HERMIONE GRANGER, (qualificação), por intermédio de sua advogada e bastante procuradora que esta subscreve, comparece à ilustre presença de Vossa Excelência para propor a presente:

AÇÃO DE RESTITUIÇÃO DE PARCELA DO SEGURO DESEMPREGO c/c INDENIZAÇÃO POR DANO MORAL

Em Face de CAIXA ECONOMICA FEDERAL - CEF, (qualificação), pelos fatos e fundamentos de direito a seguir expostos:

I – PRELIMINARMENTE - DA JUSTIÇA GRATUITA

A autora não possui condições financeiras para arcar com as despesas processuais e com os honorários advocatícios, sem prejuízo do próprio sustento e de seus familiares.
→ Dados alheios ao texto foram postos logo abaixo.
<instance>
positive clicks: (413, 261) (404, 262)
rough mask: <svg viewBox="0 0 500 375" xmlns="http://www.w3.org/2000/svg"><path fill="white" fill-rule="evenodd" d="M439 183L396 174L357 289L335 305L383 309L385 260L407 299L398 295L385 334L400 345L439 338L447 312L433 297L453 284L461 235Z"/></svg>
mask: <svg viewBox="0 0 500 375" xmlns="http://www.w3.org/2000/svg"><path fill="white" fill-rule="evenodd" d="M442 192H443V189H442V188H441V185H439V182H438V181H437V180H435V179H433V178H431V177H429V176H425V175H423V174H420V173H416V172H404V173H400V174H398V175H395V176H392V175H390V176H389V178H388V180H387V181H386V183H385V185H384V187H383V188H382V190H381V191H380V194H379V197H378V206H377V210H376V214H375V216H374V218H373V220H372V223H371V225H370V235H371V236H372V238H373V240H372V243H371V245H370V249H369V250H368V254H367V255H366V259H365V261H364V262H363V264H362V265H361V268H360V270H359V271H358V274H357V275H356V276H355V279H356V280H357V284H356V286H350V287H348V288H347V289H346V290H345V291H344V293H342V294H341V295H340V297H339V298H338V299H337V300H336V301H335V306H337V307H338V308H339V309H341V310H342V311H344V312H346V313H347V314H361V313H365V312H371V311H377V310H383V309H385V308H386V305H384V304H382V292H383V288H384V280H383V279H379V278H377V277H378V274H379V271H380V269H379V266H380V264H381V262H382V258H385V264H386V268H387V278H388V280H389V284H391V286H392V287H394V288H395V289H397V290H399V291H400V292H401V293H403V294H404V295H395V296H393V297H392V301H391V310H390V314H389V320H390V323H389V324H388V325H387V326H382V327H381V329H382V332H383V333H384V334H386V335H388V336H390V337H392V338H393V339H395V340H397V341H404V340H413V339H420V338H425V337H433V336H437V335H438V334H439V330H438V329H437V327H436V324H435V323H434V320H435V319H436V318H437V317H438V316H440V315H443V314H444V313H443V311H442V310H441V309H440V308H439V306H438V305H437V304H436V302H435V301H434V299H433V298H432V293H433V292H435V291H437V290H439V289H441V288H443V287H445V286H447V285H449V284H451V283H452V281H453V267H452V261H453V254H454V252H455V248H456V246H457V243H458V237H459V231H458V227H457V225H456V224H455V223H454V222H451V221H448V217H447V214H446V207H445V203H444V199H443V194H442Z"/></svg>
Desta forma, requer a demandante o deferimento dos benefícios da assistência judiciária gratuita, pois como atesta, não tem condições de arcar com as custas e despesas processuais sem o comprometimento do sustento próprio e de toda sua família.

Assim, requer a concessão dos benefícios da assistência judiciária gratuita, nos termos do artigo , inciso LXXIV da Constituição Federal, da Lei nº. 1060/50, e arts. 98 e 99 do NCPC, conforme declaração anexa.

II - DOS FATOS

A autora manteve contrato de trabalho com a empresa Vassoura Quebrada, portadora do CNPJ nº 00.XXXXX/0000-00, pelo período de (data).

A reclamante fora dispensada sem justa causa, e se habilitou no programa de seguro desemprego, conforme documentos anexos, onde ficou estabelecido o recebimento de 05 (cinco) parcelas:

(Print do cálculo de parcelas)

Ocorre que a autora ao se dirigir até a requerida para receber a 3ª e 4ª parcela, foi surpreendida quando informado que os valores já haviam sido sacados.

Os saques foram realizados no Estado de Minas Gerais, cumpre ressaltar que a requerente jamais esteve em Minas Gerais no período do saque. Portanto, sendo vítima de uma fraude que surrupiou seu benefício que seria utilizado para seu sustento e de sua família.

A autora não reconheceu o saque, não teve seus documentos extraviados no período, não outorgou procuração a terceiro, ou seja, não autorizou o saque para terceiros.

Diante disso a autora se dirigiu ao Ministério do Trabalho, onde foi orientada a registrar Boletim de Ocorrência (que também segue anexo na íntegra):

(Realizar Boletim de Ocorrência e juntar print)

Ora excelência, é certo que o programa de seguro desemprego vem para amparar o trabalhador quando se encontra fora do mercado de trabalho, possuindo caráter alimentar.

O saque indevido e fraudulento realizado de duas parcelas do seguro desemprego da autora denota a ineficácia e irregularidade do serviço da autarquia-ré.

Desta forma, requer a autora o ressarcimento do valor sacado indevidamente e a reparação pelos danos morais suportados em decorrência de ter agonizado em uma espera incerta de um benefício indispensável para manutenção de sua vida, bem como da vida de sua família.

III - DO DIREITO

III.1 DA APLICAÇÃO DO CÓDIGO DE DEFESA DO CONSUMIDOR – RELAÇÃO DE CONSUMO – RESPONSABILIDADE CIVIL OBJETIVA

Antes de adentrarmos propriamente na questão meritória, faz-se necessário enfatizar a perfeita aplicabilidade do sistema protetivo previsto no CDC a presente lide.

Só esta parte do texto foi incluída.